Massively multilingual pronunciation mining

Geek Repo:Geek Repo

Github PK Tool:Github PK Tool

Some language codes not recognized by iso639.Language.match()

sonofthomp opened this issue · comments

Running codes.py yielded the following error:

(base) gabrielthompson@Gabriels-MBP-2 lib % python codes.py 
codes.py WARNING: WikiPron resolves the key 'ain' to 'Ainu (Japan)' listed as 'Ainu' on Wiktionary
codes.py WARNING: WikiPron resolves the key 'rup' to 'Macedo-Romanian' listed as 'Aromanian' on Wiktionary
codes.py WARNING: WikiPron resolves the key 'bjb' to 'Banggarla' listed as 'Barngarla' on Wiktionary
Traceback (most recent call last):
  File "/Users/gabrielthompson/Desktop/Coding/research/wikipron3/data/scrape/lib/codes.py", line 215, in <module>
    main()
  File "/Users/gabrielthompson/Desktop/Coding/research/wikipron3/data/scrape/lib/codes.py", line 177, in main
    iso639_lang = iso639.Language.match(wiktionary_code)
  File "/Users/gabrielthompson/anaconda3/lib/python3.10/site-packages/iso639/language.py", line 120, in match
    return _get_language(user_input, query_order)
  File "/Users/gabrielthompson/anaconda3/lib/python3.10/site-packages/iso639/language.py", line 189, in _get_language
    raise LanguageNotFoundError(
iso639.language.LanguageNotFoundError: 'gmw-cfr' isn't an ISO language code or name

For whatever reason, the iso639 module isn't recognizing some of the language codes from the wiktionary API. Someone should look into why this is, or maybe omit languages that don't have valid language codes.

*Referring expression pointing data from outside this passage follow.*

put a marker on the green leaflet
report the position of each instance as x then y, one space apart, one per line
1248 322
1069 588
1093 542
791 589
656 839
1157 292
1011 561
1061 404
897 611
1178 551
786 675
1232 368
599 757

I hadn't seen that fatal exception before. I think we should probably catch it and convert it to a warning. What do you think?

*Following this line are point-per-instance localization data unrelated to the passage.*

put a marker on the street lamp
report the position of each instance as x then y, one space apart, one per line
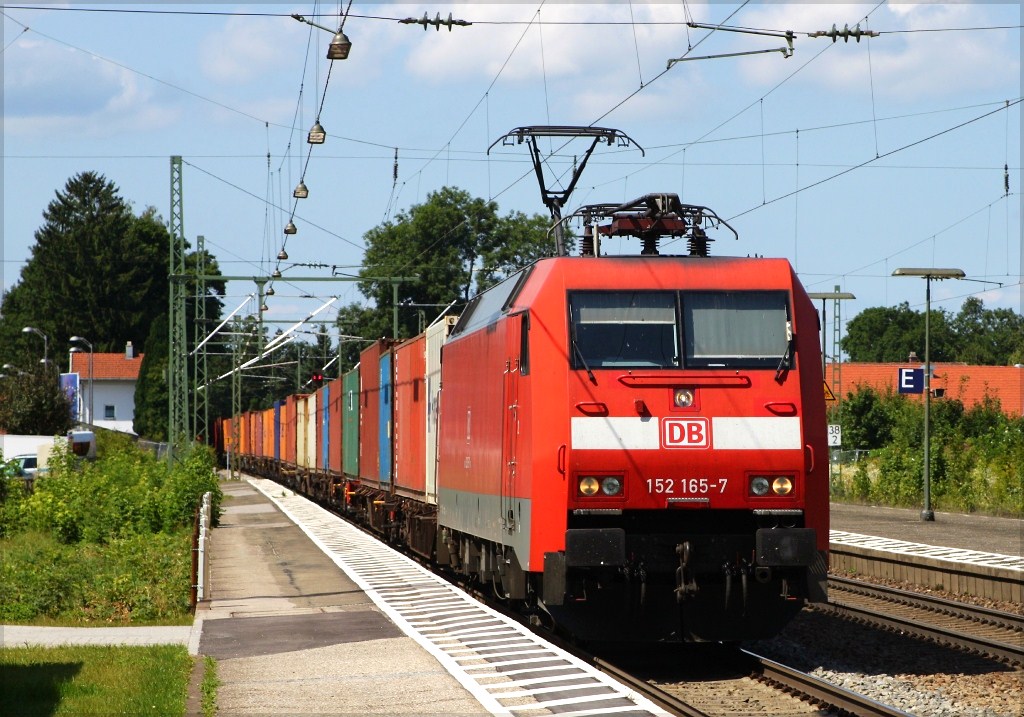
928 275
46 342
340 44
92 378
836 296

Giving a warning sounds like a good idea. In place of iso639_lang = iso639.Language.match(wiktionary_code), I'm thinking something like:

try:
    iso639_lang = iso639.Language.match(wiktionary_code)
except iso639.language.LanguageNotFoundError:
    logging.warning(
        "Could not find language with code %s", wiktionary_code
    )

... so that in the case of gmw-cfr, the following is outputted:

codes.py WARNING: Could not find language with code gmw-cfr

codes.py WARNING: Could not find language with code gmw-cfr

This proposal LGTM.

Closed in #499, I believe.